Sproles continues dominance of MU

The Kansas State standout ran for 130 yards in Wildcats’ second-half comeback.
Monday, November 8, 2004 | 12:00 a.m. CST; updated 4:41 p.m. CDT, Friday, July 4, 2008

The Missouri defense pursued Darren Sproles as he sprinted toward the right sideline at Memorial Stadium in the third quarter. The Tigers desperately needed to contain Kansas State’s star running back to preserve a lead that could help save their disappointing season.

With a wave of black shirts blocking his path to the sideline, Sproles abruptly came to a stop, cutting back through a hole in the defense, blazing past the secondary for a 74-yard touchdown run that pulled the Wildcats within a touchdown and highlighted Missouri’s inability to make plays in key situations.

“They overran the play, and I just cut it back to daylight,” Sproles said of his game-changing run.

Wildcat quarterback Allen Webb, who sparked Kansas State (4-5, 2-4 Big 12 Conference) after starter Dylan Meier struggled to move its offense, said the run was the turning point in a game which saved the Wildcats’ slim bowl hopes.

“When Darren broke that long run that got everybody pumped and got everybody into it and they started playing well,” Webb said. “I think that was the starting point.”

Dazzling runs are nothing new for Sproles who entered the season as a Heisman Trophy candidate following a sensational junior season in which he rushed for 1,986 yards and scored 19 touchdowns. Kansas State coach Bill Snyder said this run, though, was among Sproles’ best.

“Darren’s run was a big play,” Snyder said. “Maybe that was as good as any, the run that Darren had.”

Sproles’ set a school record last season against Missouri with 273 yards on 43 carries, but went on to break it with 292 yards against Louisiana-Lafayette.

Before Saturday’s game, Tigers’ coach Gary Pinkel called Sproles a dangerous running back who is always a threat for a big game.

“Sproles, he murdered us last year,” Pinkel said. “He just dominated our football team. We have a lot of respect for him and the great player that he is.”

Following the game, Pinkel said part of the reason Sproles ran for 130 yards against Missouri in the second half was the threat of Webb’s running ability. Sproles agreed with Pinkel’s assessment that it was easier with the fleet-footed Webb taking snaps, but Webb said the defense’s focus was on the All-American running back.

“Playing with Darren Sproles, he takes so much pressure off you as a player because he’s such a playmaker,” Webb said. “They have to really, you know, at all times watch him.”

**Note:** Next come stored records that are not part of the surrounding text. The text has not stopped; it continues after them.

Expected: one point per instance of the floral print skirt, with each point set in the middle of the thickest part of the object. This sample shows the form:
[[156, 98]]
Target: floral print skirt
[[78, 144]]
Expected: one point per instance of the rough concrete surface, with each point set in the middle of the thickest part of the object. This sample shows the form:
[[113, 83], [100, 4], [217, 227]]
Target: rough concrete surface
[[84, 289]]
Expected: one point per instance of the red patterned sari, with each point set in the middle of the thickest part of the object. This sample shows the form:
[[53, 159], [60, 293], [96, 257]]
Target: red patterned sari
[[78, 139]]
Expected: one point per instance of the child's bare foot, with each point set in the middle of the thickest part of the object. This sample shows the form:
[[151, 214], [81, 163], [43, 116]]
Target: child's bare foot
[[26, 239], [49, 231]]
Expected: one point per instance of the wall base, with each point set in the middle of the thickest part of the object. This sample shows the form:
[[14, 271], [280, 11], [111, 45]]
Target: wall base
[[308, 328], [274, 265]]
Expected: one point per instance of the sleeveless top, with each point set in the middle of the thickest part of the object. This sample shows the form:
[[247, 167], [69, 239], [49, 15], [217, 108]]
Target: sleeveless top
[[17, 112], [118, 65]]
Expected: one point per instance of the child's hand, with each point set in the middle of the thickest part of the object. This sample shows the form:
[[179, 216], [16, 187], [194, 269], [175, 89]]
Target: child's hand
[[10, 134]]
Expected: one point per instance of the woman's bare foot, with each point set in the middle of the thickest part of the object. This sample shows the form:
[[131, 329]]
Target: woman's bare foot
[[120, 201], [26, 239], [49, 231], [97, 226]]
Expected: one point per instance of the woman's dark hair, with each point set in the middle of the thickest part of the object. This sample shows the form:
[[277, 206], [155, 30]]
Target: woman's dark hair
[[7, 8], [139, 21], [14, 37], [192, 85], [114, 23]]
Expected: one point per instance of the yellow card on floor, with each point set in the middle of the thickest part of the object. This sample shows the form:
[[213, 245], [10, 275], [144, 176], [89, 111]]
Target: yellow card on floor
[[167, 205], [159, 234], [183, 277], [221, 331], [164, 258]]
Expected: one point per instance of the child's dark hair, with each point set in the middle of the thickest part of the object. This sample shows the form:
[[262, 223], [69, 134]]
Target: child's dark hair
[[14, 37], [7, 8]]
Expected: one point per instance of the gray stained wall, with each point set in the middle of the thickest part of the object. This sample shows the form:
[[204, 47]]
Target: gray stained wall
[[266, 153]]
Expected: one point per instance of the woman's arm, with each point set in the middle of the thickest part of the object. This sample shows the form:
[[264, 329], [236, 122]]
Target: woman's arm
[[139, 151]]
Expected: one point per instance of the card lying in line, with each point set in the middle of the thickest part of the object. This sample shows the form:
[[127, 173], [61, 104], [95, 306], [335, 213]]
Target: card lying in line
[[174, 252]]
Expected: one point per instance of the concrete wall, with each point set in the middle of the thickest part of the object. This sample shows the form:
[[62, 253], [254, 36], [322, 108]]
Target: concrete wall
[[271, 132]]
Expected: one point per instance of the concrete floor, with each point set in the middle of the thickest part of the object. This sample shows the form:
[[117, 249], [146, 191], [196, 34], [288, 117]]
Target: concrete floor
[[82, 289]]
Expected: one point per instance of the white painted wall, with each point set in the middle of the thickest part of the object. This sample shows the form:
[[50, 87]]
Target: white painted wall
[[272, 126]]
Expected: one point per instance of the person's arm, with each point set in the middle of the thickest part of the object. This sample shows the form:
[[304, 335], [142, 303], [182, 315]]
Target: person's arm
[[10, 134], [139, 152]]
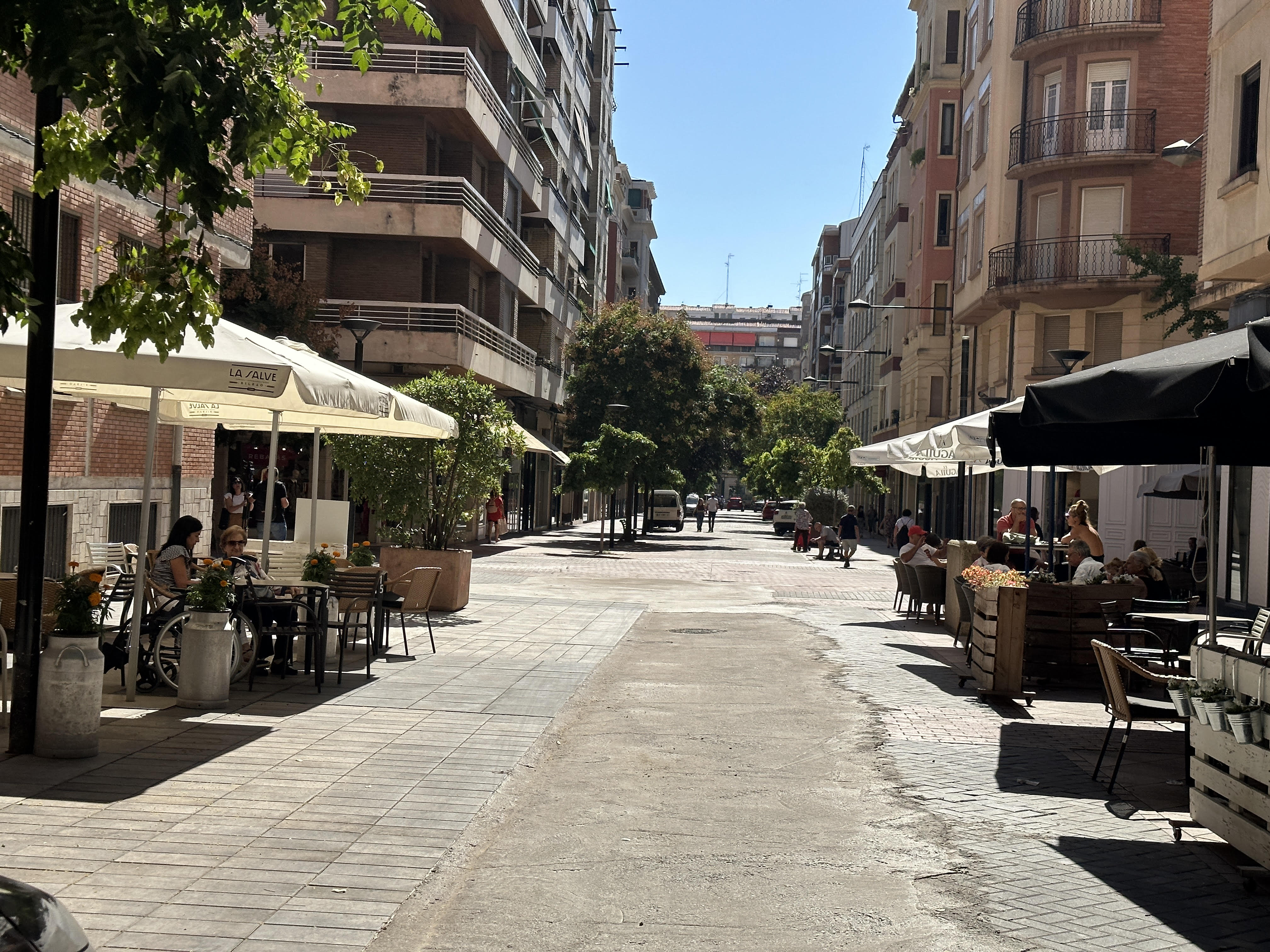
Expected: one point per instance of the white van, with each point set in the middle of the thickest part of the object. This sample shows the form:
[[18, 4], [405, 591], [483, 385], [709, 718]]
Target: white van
[[666, 511]]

Sproles proved he deserved the Tigers’s respect with the breathtaking touchdown run, but he also produced 160 yards rushing and another 18-yard score.

Sproles guided the Wildcats back into the game when he outraced the Tigers defense and easily glided into the end zone with 5:33 left in the first half. The touchdown started Kansas State’s comeback.

The Tigers’ showed their respect for Sproles on kickoffs with squib kicks to keep the ball out of his hands. Sproles did not need a return, though. All it took was the pitch and Sproles cutback to send the Tigers’ dwindling spirits spiraling downward.